UTF-8 BOM removed, trailing commas stripped, cell whitespace trimmed. The "What was fixed" panel shows each change — no surprises.

Frequently asked questions

Why does my CSV open fine in Excel but break in my database?

Excel is extremely forgiving — it handles BOM characters, unbalanced quotes, and ragged rows silently. Databases and programming libraries follow RFC 4180 strictly and reject files that don't comply. What looks fine in Excel can be completely broken for any other parser.

What exactly is a BOM character and why does it break things?

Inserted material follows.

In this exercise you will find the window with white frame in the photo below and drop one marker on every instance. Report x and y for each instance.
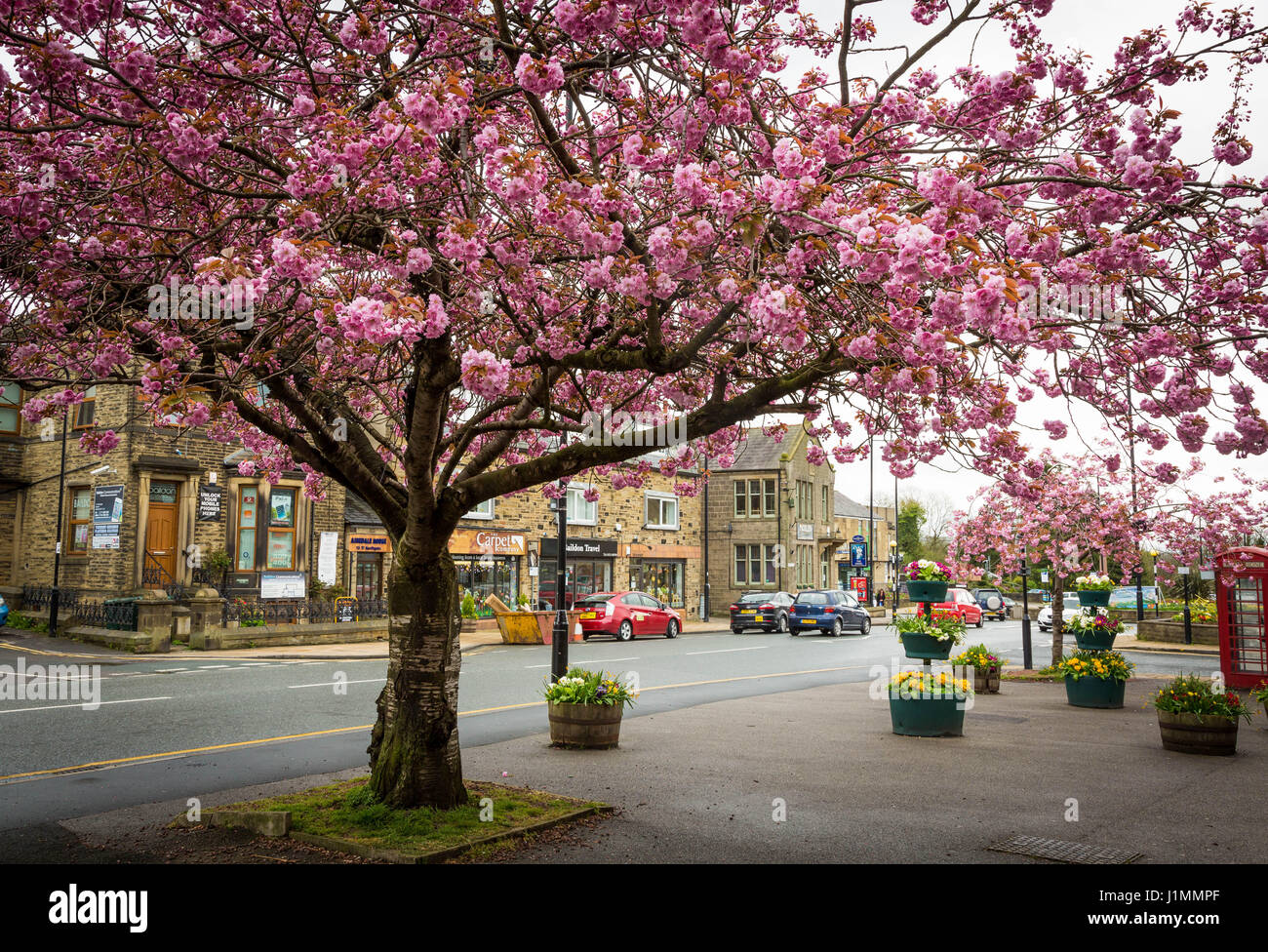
(483, 511)
(579, 511)
(660, 511)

A BOM (byte order mark) is 3 invisible bytes (EF BB BF in UTF-8) that some software adds to the beginning of text files to signal the encoding. The problem: most CSV parsers read it as part of the first cell value, turning "name" into "\uFEFFname". Your header column lookup fails, every row fails, the entire import fails.

My CSV uses semicolons as the delimiter — will this work?

Yes. The cleaner auto-detects the delimiter by analyzing which character appears most consistently between quoted fields. Comma, semicolon, tab, and pipe are all detected. You can also manually override the output delimiter in the options bar.

Can this fix encoding issues like mojibake (garbled characters)?

The cleaner can detect and remove the BOM and normalize line endings, but it can't re-encode a file that was saved in the wrong encoding. If you're seeing garbled characters like é instead of é, the file was saved as Latin-1 but read as UTF-8. You need to re-export from the source with UTF-8 encoding selected.

Does cleaning change the meaning of any data?

No. The cleaner only fixes structural issues — it doesn't modify cell values, reorder rows, or filter records. It trims whitespace from cells, but doesn't change the actual content. Every fix is shown in the 'What was fixed' summary so you can verify what changed.